Peter Wuffli, former UBS CEO and now a director at Sygnum, is aiming to tap the $220 billion market of “institutions and private individuals” with the Swiss-based crypto bank.
In a recent interview with Swissinfo.ch, he put forth the huge potential of the crypto sector and the demand of a banking entity to serve the industry players.
“The most immediate opportunity is the existing $220 billion market of institutions and private individuals who already own Cryptocurrencies ,” Wuffli told the publication. “Thousands of clients have contacted us for a one-stop shop for asset custody, loans, and trading cryptocurrencies seamlessly with fiat currencies.”

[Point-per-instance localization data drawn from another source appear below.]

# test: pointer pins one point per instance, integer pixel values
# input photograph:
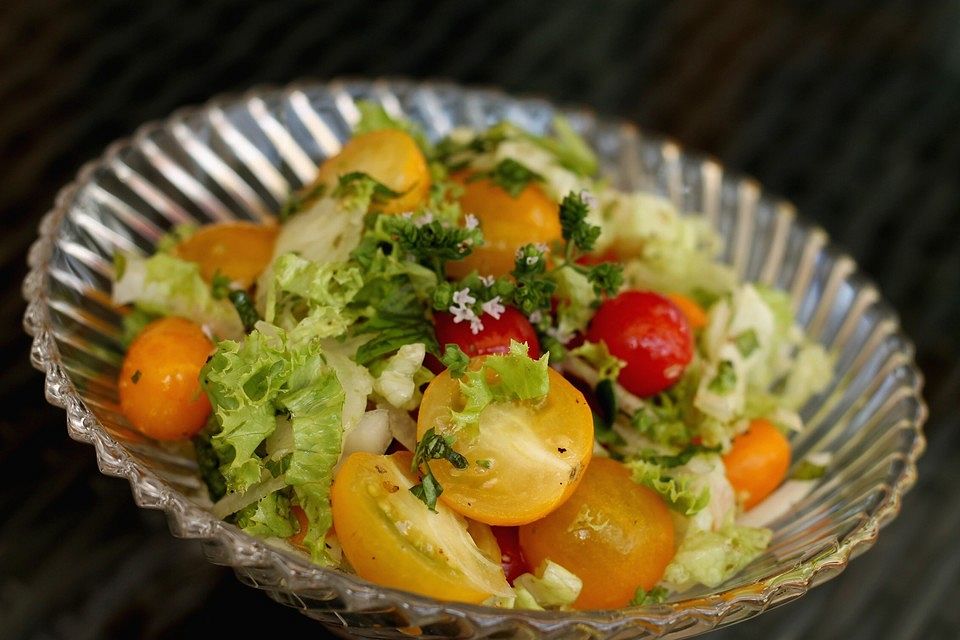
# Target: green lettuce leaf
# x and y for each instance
(711, 557)
(315, 294)
(249, 384)
(268, 517)
(314, 399)
(675, 491)
(163, 285)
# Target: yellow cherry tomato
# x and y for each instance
(389, 156)
(159, 382)
(614, 534)
(237, 250)
(507, 223)
(758, 462)
(391, 538)
(525, 461)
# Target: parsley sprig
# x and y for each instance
(433, 446)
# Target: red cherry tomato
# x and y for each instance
(649, 333)
(511, 556)
(495, 336)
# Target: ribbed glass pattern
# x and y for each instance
(239, 157)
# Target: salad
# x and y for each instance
(474, 369)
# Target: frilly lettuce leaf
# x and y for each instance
(675, 491)
(608, 366)
(398, 381)
(268, 517)
(248, 384)
(167, 286)
(313, 294)
(711, 557)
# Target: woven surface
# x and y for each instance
(848, 109)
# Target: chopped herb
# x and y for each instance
(642, 597)
(509, 175)
(577, 232)
(428, 490)
(726, 379)
(245, 309)
(807, 470)
(606, 278)
(455, 360)
(747, 342)
(534, 288)
(607, 399)
(433, 446)
(432, 243)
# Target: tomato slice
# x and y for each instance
(525, 461)
(391, 538)
(495, 336)
(614, 534)
(507, 223)
(511, 555)
(237, 250)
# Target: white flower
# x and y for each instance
(461, 314)
(462, 297)
(494, 307)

He also thinks that the growing market for tokenized assets, including company shares, real estate, art or commodities, will turn out to be a major market for the crypto-focused bank in the coming years.
“That’s where we will see how far and how fast this space can go. There are a lot of question marks, many of them regulatory, that may take a couple of years to figure out,” he added.
Wuffli joined Sygnum in July as a member of the bank’s board of directors. Though he has years of experience in the traditional banking sector, he pointed out that his role in setting up a banking entity like Sygnum is new.
“One thing missing from my CV is that I have never been involved in the creation of a new bank. I am a curious person and I love new things, it’s energizing,” he said.
Massive demand for crypto banks
Sygnum became one of the first two banks to receive a banking license from the Swiss financial regulator. The bank is now pushing to obtain a similar in Singapore.
Addressing the issue with Facebook’s proposed digital currency, Wuffli agreed with the regulators and said that states should have control over currencies.
“As soon as someone tries to challenge the sovereign monopoly on currencies they will not allow it, and for good reason. Besides, I don’t think people will treat private currencies like that without the power of a country and a political system behind it,” he added.